Erik Darling: What’s the gotcha on distributed transactions, like when you actually use DTC and not just cross database?
Tara Kizer: [crosstalk] with AG 2016 – you know, I just did an AG client yesterday so I have this fresh in my memory, but you need Windows 2016, and our deck says that it’s somewhat supported. DTC support and Windows 2016, sort of…
Brent Ozar: It’s so bad. It’s only supported between two databases on different servers [crosstalk] database transaction, they can’t be in the same AG, they can’t be on the same server. So it’s – if you go to the Books Online page about AGA support for DTC, scroll all the way to the bottom, there’s a beautiful example just in plain English, like a thought experiment that shows you why you’ll lose data.
Erik Darling: I think they fixed that up a little bit for 2017, like it’s fully supported.
Brent Ozar: Yeah, it’s totally supported…
Erik Darling: On the same server and everything.
Brent Ozar: There’s a gotcha, when you set up the AG, you have to define where you want to lose data. If you have extra data in one database, do you want to discard it or how do you want to react to it?
Erik Darling: Oh that gave me the chills, I’m sorry.
Brent Ozar: But at least it’s supported, because how often does that really happen, you know, that you failover mid transaction? I say it sarcastically…
Richie Rump: On purpose?
Brent Ozar: Right, on purpose you would just do a plan failover and it would be pretty graceful, it wouldn’t be a very [crosstalk]…
Should I change my Agent job owners to SA?
Brent Ozar: J.H. says, “is it safe and best practices to switch all my agent job owners to SA?” He said, “I’m worried about someone leaving and having their login disabled.” What do you guys for agent job owners?
Erik Darling: That.
Tara Kizer: Yes, that’s the best practice. I had a client recently where it had created an sp_whoisactive job, so that it would start collecting some data for us, and they saw me adding SA as the job owner. They were like, oh wait a second, SA is disabled. It’s like, it doesn’t matter, still is going to work.
I’m trying to compare 60M rows over linked servers…
Brent Ozar: M.M. says, this is probably going to be good for Richie, M.M. says, “I’m trying to help a developer…” I already love this guy, or woman, who knows? M.M. I can’t tell. “I’m trying to help a developer and myself to improve performance. We have a query that every day it joins a table across network servers using linked servers or open query, and it’s trying to compare 60 million rows, 11 columns on both of them, one to one. What are my best options?”
Tara Kizer: Unsubscribe. You need to use SSIS for that type of thing. Don’t do this type of stuff in T-SQL. SSIS can handle this more efficiently than T-SQL can.
Brent Ozar: Richie, what’s your thoughts too?
Richie Rump: Yeah, my first thought was move everything to one server, but yeah, SSIS would be better, especially with that kind of load, you know, 60 million rows. Yeah, probably better.
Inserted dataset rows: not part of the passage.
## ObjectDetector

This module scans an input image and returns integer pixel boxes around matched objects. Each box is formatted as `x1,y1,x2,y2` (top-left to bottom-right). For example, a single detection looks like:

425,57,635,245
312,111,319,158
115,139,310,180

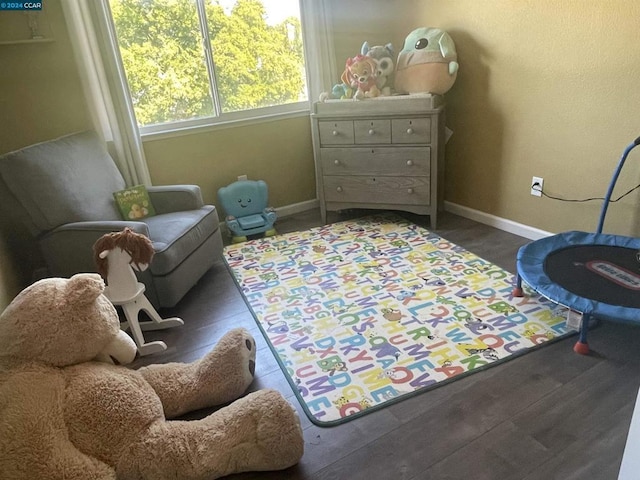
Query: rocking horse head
93,227,154,279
Brent Ozar: And if it’s only once a day, if you wanted to move everything onto the same server, you just do a restore. Just backup – take your nightly backups and restore them over onto the other server, because it doesn’t have to be up to the exact moment in time.
Can you explain columnstore indexes?
Brent Ozar: Let’s see here, Michaela – see I remembered your name from last week. Michaela says, “can you guys explain column store indexes?” I’ve got to start reading these questions before I ask them.
Tara Kizer: Erik, that’s on you… And go.
Erik Darling: Well you see, there’s this dictionary… So column store indexes are neat. They are meant for big analytical or data warehouse type workloads. They have excellent compression, and assuming you have all your row groups and you’re not using any data types that disagree with column store indexes, like for example, strings, and you don’t care much about constraints, they’re great. But there are a lot of gotchas with them; probably too many for me to get into here. Also, they’re not good for OLTP type workloads because when you’re doing lots of little inserts, updates and or deletes, you end up with all sorts of bad things. Well, you end up with things that don’t get compressed correctly or fully and it’s just not really a good scene for that.
Is Microsoft getting rid of linked servers?
Brent Ozar: So let’s see, Dorian says, “does Microsoft have any plans to get rid of linked servers?”
Erik Darling: I don’t know how you would.
Tara Kizer: I don’t think you could.
Erik Darling: One could only hope.
Brent Ozar: And cursors and triggers and…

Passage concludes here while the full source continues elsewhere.